The Montezuma Valley is naturally arid, but by the early 1880s had become a place of great promise for settlers in Southwestern Colorado who saw an opportunity for 200,000 acres of irrigated crop land, if only water could be diverted from the Dolores River.

In 1878 a ditch company was formed, and by the next year more than a hundred men began work digging a mile-long tunnel under the Dolores Divide. Though the first ditch company went bankrupt, the effort continued; canals were dug, flumes were built, and by 1889 the tunnel was complete. In April of 1888, the Montezuma Journal called the system, “…one of the greatest irrigation enterprises, not only in the state, but in the West.” By 1920, when the Montezuma Valley Irrigation Company was formed, the system included more than 100 wooden flumes and 150 miles of canals.

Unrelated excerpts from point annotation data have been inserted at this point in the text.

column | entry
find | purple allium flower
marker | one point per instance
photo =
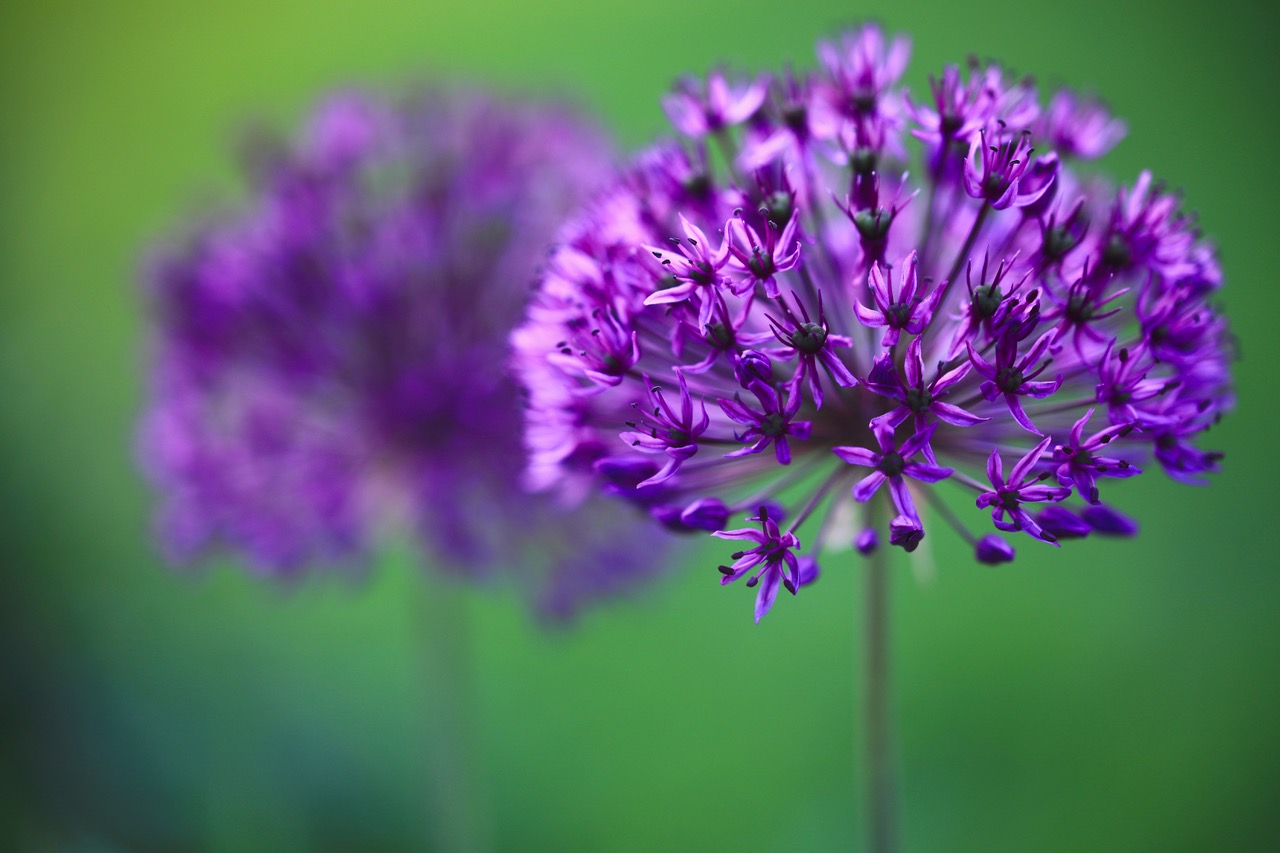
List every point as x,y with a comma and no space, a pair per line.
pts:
336,355
1077,297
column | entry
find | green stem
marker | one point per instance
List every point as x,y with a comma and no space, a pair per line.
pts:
877,724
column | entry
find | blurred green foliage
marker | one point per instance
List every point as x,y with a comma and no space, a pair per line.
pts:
1107,697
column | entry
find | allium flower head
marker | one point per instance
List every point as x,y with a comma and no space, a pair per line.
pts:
336,355
912,293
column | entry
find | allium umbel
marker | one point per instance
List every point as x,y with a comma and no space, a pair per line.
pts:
830,291
337,356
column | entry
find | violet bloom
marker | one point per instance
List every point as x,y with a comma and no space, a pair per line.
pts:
899,310
333,357
696,112
1129,323
1008,496
773,553
999,169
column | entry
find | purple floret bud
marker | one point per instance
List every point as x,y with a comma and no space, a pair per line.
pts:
1061,523
992,550
867,541
818,320
1110,523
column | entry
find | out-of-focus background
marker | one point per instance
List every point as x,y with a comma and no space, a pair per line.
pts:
1111,696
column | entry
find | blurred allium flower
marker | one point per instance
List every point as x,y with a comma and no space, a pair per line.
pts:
337,355
839,293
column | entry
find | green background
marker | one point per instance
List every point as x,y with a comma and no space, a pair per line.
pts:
1114,696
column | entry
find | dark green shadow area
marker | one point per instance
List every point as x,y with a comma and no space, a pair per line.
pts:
1114,696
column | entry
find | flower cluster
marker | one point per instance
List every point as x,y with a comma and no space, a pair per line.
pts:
337,355
828,284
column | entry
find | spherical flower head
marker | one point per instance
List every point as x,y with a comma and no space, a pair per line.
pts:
334,356
803,291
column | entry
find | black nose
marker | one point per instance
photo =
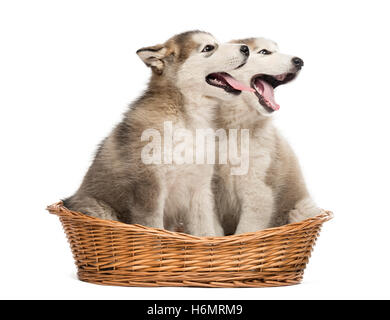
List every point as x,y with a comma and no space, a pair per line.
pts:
245,50
298,62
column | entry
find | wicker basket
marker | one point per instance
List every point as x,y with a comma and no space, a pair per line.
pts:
113,253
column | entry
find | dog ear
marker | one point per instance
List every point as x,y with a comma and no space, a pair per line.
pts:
153,57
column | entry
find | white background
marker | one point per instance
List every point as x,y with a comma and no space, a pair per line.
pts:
68,70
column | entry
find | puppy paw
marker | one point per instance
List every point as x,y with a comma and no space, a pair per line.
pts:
303,210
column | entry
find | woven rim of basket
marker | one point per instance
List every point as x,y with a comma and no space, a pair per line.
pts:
61,211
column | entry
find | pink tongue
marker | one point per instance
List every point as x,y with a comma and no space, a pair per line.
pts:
267,91
235,84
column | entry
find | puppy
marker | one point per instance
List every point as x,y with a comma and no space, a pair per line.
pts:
124,182
273,192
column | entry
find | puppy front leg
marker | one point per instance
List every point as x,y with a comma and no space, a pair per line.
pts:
201,219
257,206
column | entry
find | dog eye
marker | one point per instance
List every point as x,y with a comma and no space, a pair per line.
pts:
265,52
208,48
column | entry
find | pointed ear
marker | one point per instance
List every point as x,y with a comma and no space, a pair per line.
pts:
153,57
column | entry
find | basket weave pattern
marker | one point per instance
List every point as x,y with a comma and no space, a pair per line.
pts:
113,253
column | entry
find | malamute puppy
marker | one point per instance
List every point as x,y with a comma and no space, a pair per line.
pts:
273,192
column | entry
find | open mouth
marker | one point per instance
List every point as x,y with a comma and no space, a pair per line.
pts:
226,82
264,86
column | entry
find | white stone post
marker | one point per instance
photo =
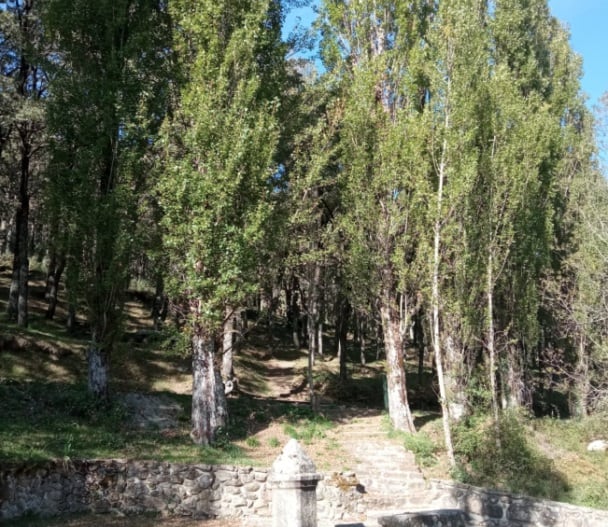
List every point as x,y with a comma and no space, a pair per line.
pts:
294,481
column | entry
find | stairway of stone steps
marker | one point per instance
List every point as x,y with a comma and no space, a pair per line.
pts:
386,471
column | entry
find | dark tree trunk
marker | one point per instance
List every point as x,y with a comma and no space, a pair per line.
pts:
342,319
209,406
398,405
419,344
228,343
18,295
98,360
56,268
313,319
160,305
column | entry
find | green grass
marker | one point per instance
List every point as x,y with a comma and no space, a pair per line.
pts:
307,429
506,458
585,472
41,421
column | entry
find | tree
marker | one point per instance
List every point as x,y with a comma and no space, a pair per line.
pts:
103,111
220,145
377,66
22,137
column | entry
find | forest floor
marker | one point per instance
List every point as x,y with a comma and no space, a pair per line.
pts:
150,372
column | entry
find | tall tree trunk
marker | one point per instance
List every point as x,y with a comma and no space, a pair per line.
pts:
56,267
228,341
160,305
342,316
398,406
490,341
313,316
582,384
18,294
98,361
209,405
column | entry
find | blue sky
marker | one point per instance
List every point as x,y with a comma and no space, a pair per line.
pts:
588,24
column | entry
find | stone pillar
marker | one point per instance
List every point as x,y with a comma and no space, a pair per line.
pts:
294,481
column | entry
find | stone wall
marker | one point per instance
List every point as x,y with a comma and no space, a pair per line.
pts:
131,487
502,508
197,490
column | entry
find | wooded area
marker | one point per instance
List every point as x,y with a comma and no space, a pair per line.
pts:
432,184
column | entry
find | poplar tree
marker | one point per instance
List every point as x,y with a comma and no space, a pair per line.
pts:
102,111
374,51
220,144
22,130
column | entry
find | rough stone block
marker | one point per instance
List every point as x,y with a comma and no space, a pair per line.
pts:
443,518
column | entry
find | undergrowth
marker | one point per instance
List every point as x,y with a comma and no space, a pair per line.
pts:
501,456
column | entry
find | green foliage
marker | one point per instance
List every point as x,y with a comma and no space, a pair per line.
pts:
423,447
502,457
220,143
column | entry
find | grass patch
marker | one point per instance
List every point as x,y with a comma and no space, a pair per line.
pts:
584,472
309,429
41,421
503,457
420,444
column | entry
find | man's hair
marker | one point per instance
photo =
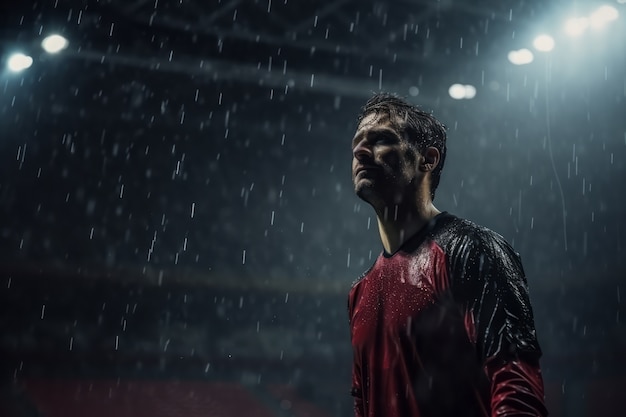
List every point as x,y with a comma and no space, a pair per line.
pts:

Today, only a single flume remains of the 104 originally constructed. It serves as a reminder of the spectacular engineering feat that was instrumental in developing Southwestern Colorado. The McElmo Creek Flume, which bridges a natural arroyo east of Cortez near Highway 160, is in serious disrepair and will likely collapse and be lost forever unless immediate action is taken to preserve this significant historic resource. In continuous use for more than 100 years, the Flume was seriously damaged by flash floods in 2006, and again by heavy winds in 2010.

Colorado’s history is inextricably linked with the availability of water for mining, agriculture, and community development. The loss of the McElmo Creek Flume would mean the loss of an irreplaceable opportunity to tell the story of water and settlement in the Montezuma Valley.

Fortunately, the McElmo Creek Flume is located very near a turnout on Highway 160 and therefore offers a tremendous opportunity for the installation of interpretive panels to educate residents and visitors alike about the significance of a historic resource that has been largely forgotten. The Montezuma Valley Irrigation Company, still in the business of managing water, owns the planer used to bevel the edges of the boards that make up the wooden trough portion of the Flume and has offered to make it available for the restoration effort.  The State Historical Fund has awarded the county funds to complete structural analysis on the flume and prepare CDs for the stabilization work.  The State Historical Fund has awarded a grant to complete the foundation work on the flume, but requires additional matching funds.

The county is currently seeking matching funds to obtain the grant for the foundation as well as funds to complete the pullout and interpretive program.